The “Christ-believing group” … is sent out: “Go and preach the gospel!” … In it all the one thing must prevail: “Proclaim the gospel to every creature!” The Church runs like a herald to deliver the message. It is not a snail that carries its little house on its back and is so well off in it that only now and then it sticks out its feelers and then thinks that the “claim of publicity” has been satisfied. No, the Church lives by its commission as herald. The Church … must ask itself whether it is serving this commission or whether it is a purpose in itself. If the church becomes a purpose in itself, then as a rule it begins to smack of the “sacred,” to affect piety, to play the priest and to mumble.”

The church exists to preach the gospel. And our unity within the Body of Christ, the oneness of the church, is right at the centre of our witness to the world .
v. 23 “may they be brought to complete unity to let the world know that You sent Me

Think again of the story of Frankenstein. The whole picture is terrifying in its ugliness – a body made up of stray limbs, angular, disjointed, sluggish – a revolting body made by a man rather than a body beautiful as God creates and intends bodies to be. The human body is an amazing creation. Just think of some of the things a body can accomplish when all the parts work together in harmony. Think of an athlete – say Jonathan Edwards doing the triple jump – body supple and flowing, perfect balance and positioning. Think of the coordination of legs and hips and arm and eye! Somehow it’s hard to imagine Frankenstein’s monster doing the triple jump, or the pole vault!

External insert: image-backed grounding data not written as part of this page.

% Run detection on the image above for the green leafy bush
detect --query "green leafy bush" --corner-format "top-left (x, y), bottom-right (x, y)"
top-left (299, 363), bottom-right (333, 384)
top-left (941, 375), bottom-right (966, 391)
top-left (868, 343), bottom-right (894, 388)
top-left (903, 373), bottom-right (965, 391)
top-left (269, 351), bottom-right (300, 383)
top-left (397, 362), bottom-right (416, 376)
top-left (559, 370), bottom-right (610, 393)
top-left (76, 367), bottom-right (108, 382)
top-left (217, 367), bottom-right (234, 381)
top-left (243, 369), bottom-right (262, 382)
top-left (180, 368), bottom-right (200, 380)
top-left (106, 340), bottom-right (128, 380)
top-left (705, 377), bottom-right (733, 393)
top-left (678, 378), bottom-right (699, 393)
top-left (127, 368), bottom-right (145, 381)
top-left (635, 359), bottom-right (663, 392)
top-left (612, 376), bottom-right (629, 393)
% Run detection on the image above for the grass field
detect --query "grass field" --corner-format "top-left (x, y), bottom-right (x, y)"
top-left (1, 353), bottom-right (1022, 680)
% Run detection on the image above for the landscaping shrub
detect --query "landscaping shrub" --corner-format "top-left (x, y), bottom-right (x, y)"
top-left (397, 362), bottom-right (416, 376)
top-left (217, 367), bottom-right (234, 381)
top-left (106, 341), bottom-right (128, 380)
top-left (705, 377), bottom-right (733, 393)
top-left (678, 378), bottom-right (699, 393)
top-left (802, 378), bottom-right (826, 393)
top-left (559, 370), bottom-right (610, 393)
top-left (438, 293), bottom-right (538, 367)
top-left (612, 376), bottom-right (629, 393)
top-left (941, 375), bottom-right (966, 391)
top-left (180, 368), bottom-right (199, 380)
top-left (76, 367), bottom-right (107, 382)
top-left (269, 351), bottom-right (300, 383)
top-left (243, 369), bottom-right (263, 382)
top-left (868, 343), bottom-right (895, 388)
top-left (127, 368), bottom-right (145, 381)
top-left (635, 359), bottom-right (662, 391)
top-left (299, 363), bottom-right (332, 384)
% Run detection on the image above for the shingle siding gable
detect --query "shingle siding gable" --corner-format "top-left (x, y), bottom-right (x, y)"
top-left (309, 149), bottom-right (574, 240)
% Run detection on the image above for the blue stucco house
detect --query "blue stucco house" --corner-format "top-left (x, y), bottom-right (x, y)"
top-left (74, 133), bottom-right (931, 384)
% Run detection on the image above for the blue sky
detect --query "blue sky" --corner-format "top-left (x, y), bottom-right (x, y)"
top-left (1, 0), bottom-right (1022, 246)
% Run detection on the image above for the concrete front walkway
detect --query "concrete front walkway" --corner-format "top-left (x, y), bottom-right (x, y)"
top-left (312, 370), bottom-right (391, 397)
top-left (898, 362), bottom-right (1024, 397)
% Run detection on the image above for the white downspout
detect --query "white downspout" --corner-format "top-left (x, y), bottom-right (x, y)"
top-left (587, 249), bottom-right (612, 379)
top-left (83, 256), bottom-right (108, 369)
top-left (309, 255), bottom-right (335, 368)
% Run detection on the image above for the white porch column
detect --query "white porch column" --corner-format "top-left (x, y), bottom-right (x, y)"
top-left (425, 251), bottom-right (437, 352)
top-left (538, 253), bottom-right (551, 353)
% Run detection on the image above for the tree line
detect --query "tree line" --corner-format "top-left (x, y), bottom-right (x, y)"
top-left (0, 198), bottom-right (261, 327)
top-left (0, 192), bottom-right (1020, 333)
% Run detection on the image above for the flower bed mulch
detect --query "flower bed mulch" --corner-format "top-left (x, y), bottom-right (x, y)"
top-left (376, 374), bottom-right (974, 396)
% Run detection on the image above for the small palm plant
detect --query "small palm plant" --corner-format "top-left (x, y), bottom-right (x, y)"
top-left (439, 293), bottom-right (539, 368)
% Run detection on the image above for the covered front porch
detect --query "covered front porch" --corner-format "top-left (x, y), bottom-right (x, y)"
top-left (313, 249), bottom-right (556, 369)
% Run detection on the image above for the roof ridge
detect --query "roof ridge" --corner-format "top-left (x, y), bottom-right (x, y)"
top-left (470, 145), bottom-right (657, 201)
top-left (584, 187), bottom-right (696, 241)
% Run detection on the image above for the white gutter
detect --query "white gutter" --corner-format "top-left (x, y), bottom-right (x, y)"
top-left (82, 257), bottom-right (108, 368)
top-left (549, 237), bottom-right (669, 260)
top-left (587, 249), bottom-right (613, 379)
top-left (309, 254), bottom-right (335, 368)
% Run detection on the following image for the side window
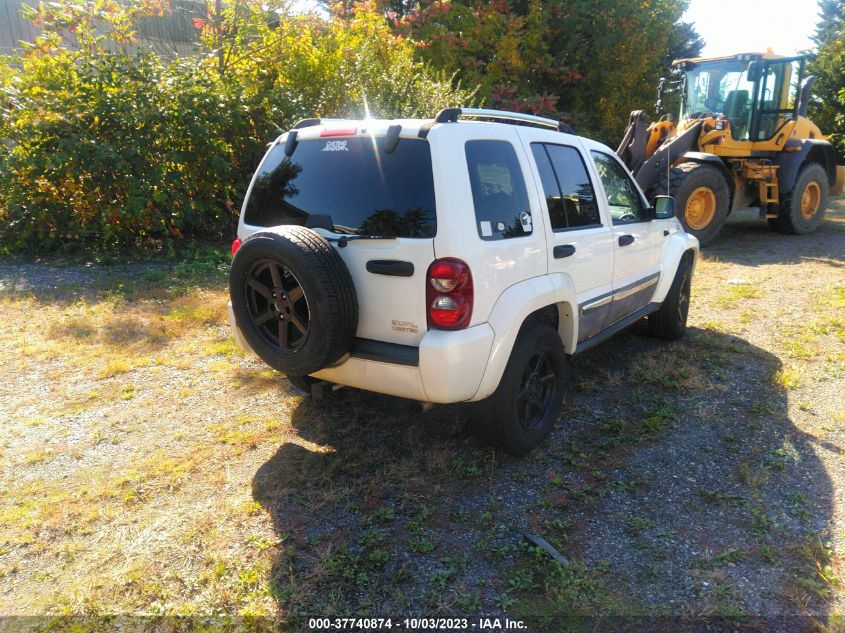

Or think of a violinist, Yehudi Menuin or Nigel Kennedy, or Vanessa Mae, the right hand guiding the bow across the strings to within a millimetre and a split-second, with just enough pressure and attack. At the same time the left hand has to be even more precise as it fingers the notes, kept in tune by the ear, with one eye on the music and the other on the conductor! It’s hard to imagine Frankenstein’s monster playing a violin concerto!

North Springfield Baptist Church. Bride of Christ? Or Bride of Frankenstein? Here is what Jesus prayed for us.

20 “I pray also for those who will believe in me through their message, 21 that all of them may be one, Father, just as you are in me and I am in you. May they also be in us so that the world may believe that you have sent me.